Potato, Potahto, Tomato, Tomahto, Haematite, Hematite, let’s call the whole thing off! Yes, this week we look at one of the best-known gemstones which pretty much has a 50/50 split between how people spell It (and therefore pronounce it). Being a Yorkshireman, in true tradition I prefer words with fewer letters, so Hematite it is! And that’s just for starters – how about magnetic and non-magnetic? Which of those is natural? Read on and find out …
Hematite is a metallic steel-grey stone that when polished up makes for a lovely bead to use in all aspects of jewellery-making. It is super abundant, super cheap and is easy to electroplate so can come in a range of beautiful colours. Did you know that you can also find natural rusty-red Hematite? This colour gave birth to its name, from the Greek word “haemo” meaning blood.
Hematite is found in iron-mining regions around the world. The largest hematite deposits are found in Quebec, Canada, near Lake Superior. Other notable places include Brazil, England, Germany, Hungary, Elba (Italy). Poland, Spain, Switzerland, the United States, and Venezuela.

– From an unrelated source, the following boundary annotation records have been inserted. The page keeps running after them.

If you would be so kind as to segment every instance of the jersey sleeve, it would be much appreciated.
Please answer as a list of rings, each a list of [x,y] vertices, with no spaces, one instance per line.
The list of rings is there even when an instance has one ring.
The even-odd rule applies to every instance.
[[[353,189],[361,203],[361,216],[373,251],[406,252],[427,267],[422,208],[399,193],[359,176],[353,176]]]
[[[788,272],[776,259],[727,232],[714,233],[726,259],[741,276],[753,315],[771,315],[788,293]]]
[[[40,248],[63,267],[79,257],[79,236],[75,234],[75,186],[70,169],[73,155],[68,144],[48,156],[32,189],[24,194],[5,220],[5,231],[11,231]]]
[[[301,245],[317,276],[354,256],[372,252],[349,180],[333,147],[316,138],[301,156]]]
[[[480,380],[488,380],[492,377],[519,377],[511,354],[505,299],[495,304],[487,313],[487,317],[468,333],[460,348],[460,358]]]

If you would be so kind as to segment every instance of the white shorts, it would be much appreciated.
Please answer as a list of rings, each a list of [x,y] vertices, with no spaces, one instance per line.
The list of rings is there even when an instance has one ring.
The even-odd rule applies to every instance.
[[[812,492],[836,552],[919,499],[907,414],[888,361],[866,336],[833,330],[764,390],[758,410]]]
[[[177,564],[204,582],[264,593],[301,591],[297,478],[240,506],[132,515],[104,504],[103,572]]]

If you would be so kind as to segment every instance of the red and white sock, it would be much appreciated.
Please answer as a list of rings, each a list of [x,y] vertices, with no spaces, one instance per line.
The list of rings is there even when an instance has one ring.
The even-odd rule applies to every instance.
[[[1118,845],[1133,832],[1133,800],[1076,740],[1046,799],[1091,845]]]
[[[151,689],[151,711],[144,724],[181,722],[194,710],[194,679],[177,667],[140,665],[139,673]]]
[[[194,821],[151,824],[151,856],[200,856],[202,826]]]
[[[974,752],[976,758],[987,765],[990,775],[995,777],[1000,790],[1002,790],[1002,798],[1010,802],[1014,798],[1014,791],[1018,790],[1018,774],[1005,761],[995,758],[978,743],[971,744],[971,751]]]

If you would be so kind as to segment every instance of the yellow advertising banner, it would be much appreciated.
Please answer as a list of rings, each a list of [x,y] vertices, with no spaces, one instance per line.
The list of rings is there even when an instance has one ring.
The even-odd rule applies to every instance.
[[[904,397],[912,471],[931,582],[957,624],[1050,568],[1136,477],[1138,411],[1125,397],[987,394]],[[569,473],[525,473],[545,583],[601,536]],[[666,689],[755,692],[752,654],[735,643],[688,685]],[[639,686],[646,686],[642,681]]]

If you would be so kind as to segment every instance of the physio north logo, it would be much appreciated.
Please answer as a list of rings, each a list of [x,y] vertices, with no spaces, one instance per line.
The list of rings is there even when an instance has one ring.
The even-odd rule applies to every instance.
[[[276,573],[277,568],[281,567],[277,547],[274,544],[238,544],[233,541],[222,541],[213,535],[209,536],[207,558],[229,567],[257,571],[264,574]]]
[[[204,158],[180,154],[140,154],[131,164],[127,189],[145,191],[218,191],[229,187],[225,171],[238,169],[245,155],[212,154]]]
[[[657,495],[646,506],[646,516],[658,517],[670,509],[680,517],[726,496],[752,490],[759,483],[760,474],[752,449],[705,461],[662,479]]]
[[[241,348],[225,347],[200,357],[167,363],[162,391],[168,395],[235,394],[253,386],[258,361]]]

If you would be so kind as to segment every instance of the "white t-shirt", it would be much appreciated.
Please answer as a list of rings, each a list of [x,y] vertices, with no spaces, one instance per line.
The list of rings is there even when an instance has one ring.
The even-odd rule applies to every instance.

Another interesting place where Hematite is abundant is the planet Mars. Discovered in 2001 by an infrared spectrometer on the NASA Mars Global Surveyor in orbit around Mars, Hematite was seen in abundance at Terra Meridiani near the Martian equator and the Aram Chaos site near the Valles Marineris.
The red chalk writing from powdered Hematite is one of the earliest in human history. It was first used 164,000 years ago by the Pinnacle-Point man, probably for social purposes – an early version of Facebook maybe!? ????
Hematite residues have been found in graves from as far back as 80,000 years ago. In Poland and Hungary, red chalk mines have been found that date as far back as 5000 BC, which are believed to have been part of the Linear Pottery culture of the Upper Rhine.
Red ochre clay contains elements of Hematite and people have used this powdery chalk since the Stone Age for decoration and writing. More recently, rouge, a polishing compound widely used on silver and gold, is also a powdered form of Hematite. It has been mined as a source of iron through the ages too.
Gem cutters often make cameos, intaglios, carvings, beads, and cabochons from Hematite. This leads to it being a popular gemstone amongst jewellery-makes and is often combined with other gemstones in alternating patterns.
Hematite is a kind of iron ore that is made up of iron oxide crystals. Although reasonably tough (harder than Iron!) with a hardness of 6.5 on the MOHs scales, Hematite is also quite brittle.
And now for the question around Hematite and magnetism…natural Hematite is NOT magnetic. You may encounter a magnetic material sold as “Magnetic Hematite” but despite its name, that material contains no Hematite at all. Although these pieces simulate Hematite and can even have red streaks, their magnetism exposes them as fake! Despite that, we have to put “Non-Magnetic” on all of our Hematite products such is the general belief that there is a magnetic Hematite.
It is said that Hematite helps to dissolve one’s negativity and keeps one from absorbing other people's negativity. It is believed to be a powerful stone that may help one with shyness, self-esteem, and survival, as well as increasing one’s willpower and dependability and instilling confidence in oneself. It is thought to aid in the treatment of overeating, smoking, and other kinds of overindulgence, as well as compulsions and addictions.